Saigal is co-founder and CEO of Kudos, a startup that has reengineered the disposable diaper for greater sustainability. Kudos announced the close of a $2.4 million seed round, according to a June 1 story in TechCrunch, including such investors as Foundation Capital, XFund, PJC, Precursor Ventures, Liquid 2 Ventures, SV Angel, Underscore VC, Alpha Bridge Ventures, and April Underwood. Kudos operates a D2C subscription model, offering a monthly supply based on a baby’s changing size and weight. It’s also the first and only disposable baby diaper to have earned the cotton natural seal from Cotton Inc. for having 100 percent cotton touching the baby’s skin instead of plastic.
And San Francisco-based HumanFirst raised $12 million in new financing led by Maverick Ventures, as well as Lux Capital, Arkitekt Ventures, Boost VC, SV Angel, Village Global, and Threshold Ventures, according to the Wall Street Journal. Coravos is co-founder and CEO of the startup, formerly known as Elektra Labs, which helps hospitals and pharmaceutical companies employ sensor technologies to move medical care and clinical trials into a patient’s home.

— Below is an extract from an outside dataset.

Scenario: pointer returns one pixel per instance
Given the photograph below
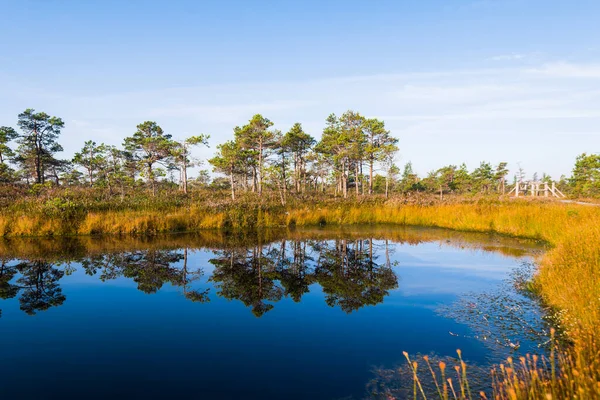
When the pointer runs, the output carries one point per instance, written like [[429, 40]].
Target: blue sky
[[456, 81]]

“A pharmaceutical company, for instance, may want to study how well patients on a particular medication are able to sleep. HumanFirst can scan the clinical-research landscape to identify studies in which researchers used sensors to take measures of sleep quality, like how soon someone wakes up after falling asleep,” the Wall Street Journal reports. This can help inform decisions on how to shape a study—but ultimately the company’s goal is to make health care more preventive, Coravos says.